In 1977 NASA launched Voyager 1 and Voyager 2 to explore the galaxy.

A recording called The Sounds of Earth was attached to each of the twin spacecrafts—it was a message from earth to anyone out there in the universe who might be listening.

It contained both music and the sound of a human heartbeat.

Over thirty years later the person who served as the creative director of this famous Project, reflected on what she chose to include in The Sounds of Earth:

"The first thing I found myself thinking of was a piece by Beethoven, something called the Cavatina Movement

… When I [first] heard this piece of music … I thought …

… this a great, beautiful, sad piece of music, on which Beethoven had written in the margin … a word which is German for 'longing.'

Part of what we wanted to capture in the Voyager message was this great longing we feel.

So in the end, NASA chose a great song of human longing and launched it into space.

It's as if NASA's scientists were saying to the rest of the universe: 'This is who and what we are as human beings: creatures of longing.'

And hidden in that basic 'introduction to who we are' there are implicit questions for possible extraterrestrials: 'Do you feel this too? Are we the only ones?'"

In our Gospel Lesson for this morning Jesus proclaims that part of His Mission is to "preach good news to the poor."

What makes you poor?

Are you poor?

When we think of what it means to be poor we usually think in terms of the material.

And there is no doubt that being poor can be a terrible tragedy...

...especially if being poor means you are unable to get enough to eat, put a roof over your head, take care of your family.

But I've known many folks who are poor in the worldly sense of the term, but are, in reality, very rich...

...very full...

...happy, content, filled with love, and making considerable contributions to society.

And quite often, persons who are poor, in this sense, but not in the spiritual sense--don't even necessarily think of themselves as being poor.

If a person has a reason to live, a mission, a driving passion...

...is this not what makes them rich?

Money is not so important to folks whose lives are filled with the Holy Spirit.

Mother Teresa was quoted as having said, "The spiritual poverty of the western world is much greater than the physical poverty of our people.

You, in the West, have millions of people who suffer much terrible loneliness and emptiness.

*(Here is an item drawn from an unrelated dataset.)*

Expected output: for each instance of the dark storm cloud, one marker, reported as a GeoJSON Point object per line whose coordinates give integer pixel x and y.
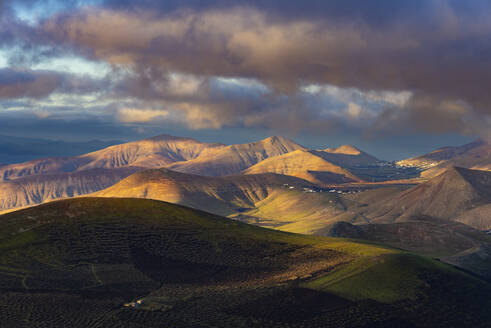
{"type": "Point", "coordinates": [437, 50]}
{"type": "Point", "coordinates": [20, 83]}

They feel unloved and unwanted.

These people are not hungry in the physical sense, but they are in another way.

They know they need something more than money, yet they don't know what it is."

Do you feel this way?

Do you have a "great longing..."...

...a great longing for something which means so much more than stock portfolios, big homes, fancy clothes, nice restaurants, and competing with the Jones' next door?

If so, you are not alone.

I have a wonderful sister.

She has been extremely successful in the business world, and for good reason.

She has worked hard.

She is also a member of a local United Methodist Church in her area.

Last month she was telling me about a really fantastic sermon which her pastor delivered.

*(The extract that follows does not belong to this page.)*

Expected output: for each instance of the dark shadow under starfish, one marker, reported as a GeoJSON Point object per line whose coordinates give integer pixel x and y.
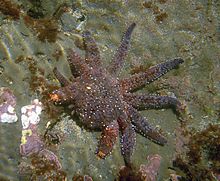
{"type": "Point", "coordinates": [104, 102]}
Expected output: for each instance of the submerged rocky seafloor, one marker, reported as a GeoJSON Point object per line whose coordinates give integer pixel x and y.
{"type": "Point", "coordinates": [34, 37]}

She called it a "Wow" sermon.

She was so impressed that she sent me an audio copy.

In any event, one of the reasons this sermon impressed my sister so is because in it her pastor gives his testimony.

He had an extremely difficult childhood, and was very angry at God for a long while.

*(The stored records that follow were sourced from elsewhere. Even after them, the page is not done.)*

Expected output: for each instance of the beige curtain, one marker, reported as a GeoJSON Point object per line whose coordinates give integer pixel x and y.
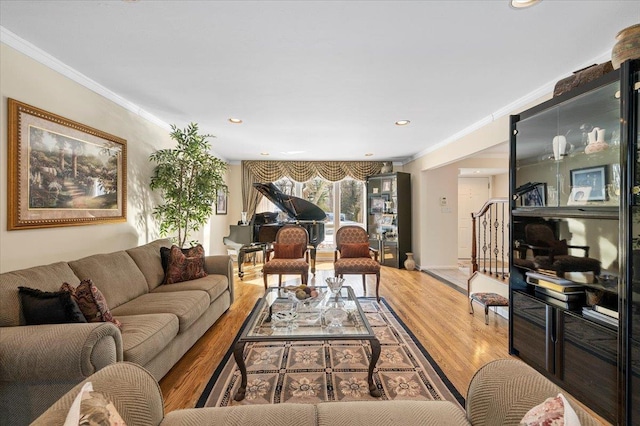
{"type": "Point", "coordinates": [300, 171]}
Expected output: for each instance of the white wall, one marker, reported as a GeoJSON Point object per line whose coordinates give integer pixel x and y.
{"type": "Point", "coordinates": [28, 81]}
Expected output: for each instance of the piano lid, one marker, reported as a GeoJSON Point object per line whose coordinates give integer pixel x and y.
{"type": "Point", "coordinates": [295, 207]}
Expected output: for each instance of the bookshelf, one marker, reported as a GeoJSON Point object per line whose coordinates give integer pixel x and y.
{"type": "Point", "coordinates": [578, 325]}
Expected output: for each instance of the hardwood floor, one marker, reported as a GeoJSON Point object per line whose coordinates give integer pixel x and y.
{"type": "Point", "coordinates": [436, 313]}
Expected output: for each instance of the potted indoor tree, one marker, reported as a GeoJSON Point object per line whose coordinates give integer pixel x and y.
{"type": "Point", "coordinates": [189, 178]}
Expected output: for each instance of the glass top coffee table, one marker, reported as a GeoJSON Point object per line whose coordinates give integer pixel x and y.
{"type": "Point", "coordinates": [280, 316]}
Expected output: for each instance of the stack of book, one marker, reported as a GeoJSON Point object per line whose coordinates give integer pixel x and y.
{"type": "Point", "coordinates": [557, 291]}
{"type": "Point", "coordinates": [602, 314]}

In any event, my sister said to me, "I love that sermon so much because it shows that he is just human too."

Now, here I am, her brother.

Listening to her say this.

And I'm thinking, "I'm a United Methodist Minister.

And unless my sister has completely ignored me for the past 40 some-odd years, she knows that I am an incredibly flawed human being.

Why would she think her pastor had it any more together than me?"

Now, he probably does, but that's not the point I'm trying to make.

The point I'm trying to make is that my extremely successful sister...in the worldly sense, whom so many persons look up to, looks at some preacher who doesn't make a fraction of what she earns...

...doesn't even come close to her financially in any way...

...and she is impressed by the fact that he is just human, like her.

What's up with that?

I know many poor persons who are rich.

I also know a number of wealthy persons who are rich.